Far more expensive, and damaging, to the nation than Obamacare.
On the day that House Republicans hold their
50th Obamacare repeal vote, they get some inconvenient news from the Congressional Budget Office: an
update of costs and savings for the law. Bottom line, costs are lower than the CBO originally estimated.
In 2010, the CBO and Joint Committee on Taxation projected that the heal tin insurance coverage provisions of Obamacare would cost the federal government $759 billion during fiscal years 2014 through 2019. Now:
"The newest projections indicate that those provisions will cost $701 billion over that same period.

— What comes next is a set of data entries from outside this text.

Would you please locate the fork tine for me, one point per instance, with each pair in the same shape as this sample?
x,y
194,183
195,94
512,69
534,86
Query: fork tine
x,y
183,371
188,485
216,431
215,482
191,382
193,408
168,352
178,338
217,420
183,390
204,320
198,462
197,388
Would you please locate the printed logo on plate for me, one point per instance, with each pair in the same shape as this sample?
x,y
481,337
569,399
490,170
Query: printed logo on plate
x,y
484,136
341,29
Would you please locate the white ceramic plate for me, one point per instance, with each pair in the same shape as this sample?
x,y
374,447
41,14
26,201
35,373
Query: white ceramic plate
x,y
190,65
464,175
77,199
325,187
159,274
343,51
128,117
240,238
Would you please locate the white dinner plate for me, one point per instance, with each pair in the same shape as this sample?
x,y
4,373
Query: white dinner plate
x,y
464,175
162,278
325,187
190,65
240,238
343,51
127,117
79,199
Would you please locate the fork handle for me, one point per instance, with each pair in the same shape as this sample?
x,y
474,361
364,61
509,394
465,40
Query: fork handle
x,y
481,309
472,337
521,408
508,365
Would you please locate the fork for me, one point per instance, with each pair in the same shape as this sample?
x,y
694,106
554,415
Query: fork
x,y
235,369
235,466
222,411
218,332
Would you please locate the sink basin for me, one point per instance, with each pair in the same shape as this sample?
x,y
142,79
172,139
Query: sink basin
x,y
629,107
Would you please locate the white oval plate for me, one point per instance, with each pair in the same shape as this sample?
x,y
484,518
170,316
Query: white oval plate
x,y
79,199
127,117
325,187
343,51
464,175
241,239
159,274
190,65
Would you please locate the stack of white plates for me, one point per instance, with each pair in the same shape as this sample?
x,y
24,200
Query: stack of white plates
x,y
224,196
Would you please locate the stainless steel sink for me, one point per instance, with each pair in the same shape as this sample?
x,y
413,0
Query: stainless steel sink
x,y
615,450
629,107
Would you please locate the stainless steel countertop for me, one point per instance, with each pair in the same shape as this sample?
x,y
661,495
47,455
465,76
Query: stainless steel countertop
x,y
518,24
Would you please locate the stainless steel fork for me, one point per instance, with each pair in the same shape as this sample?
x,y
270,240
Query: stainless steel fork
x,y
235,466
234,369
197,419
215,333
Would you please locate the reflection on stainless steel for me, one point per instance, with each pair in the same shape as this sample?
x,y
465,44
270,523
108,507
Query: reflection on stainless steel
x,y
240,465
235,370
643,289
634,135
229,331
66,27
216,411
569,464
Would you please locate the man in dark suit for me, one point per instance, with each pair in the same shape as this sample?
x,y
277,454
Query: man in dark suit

Intervening projections (March 2012 is shown in the figure) of the cost of the ACA’s coverage provisions for those years have all been close to those figures on a year-by-year basis. […]
In all, the revisions incorporated in the current baseline decrease by $9 billion the projected cost of the ACA’s insurance coverage provisions over the 2014–2023 period (the period covered by the previous baseline), from $1,363 billion to $1,354 billion (see the table at the bottom of this post). Nearly all of the change is for the 2014–2017 period.
The law isn't bankrupting the nation. In fact, it's reducing the deficit. What's more, it's actually
boosting incomes and spending, thereby helping the economy.
On the other hand, House Republicans have cost the nation's taxpayers roughly $72.5 million on holding 50 repeal votes (based on calculations by CBS News back at repeal vote number 33), not to mention the opportunity cost of the House not doing anything at all productive.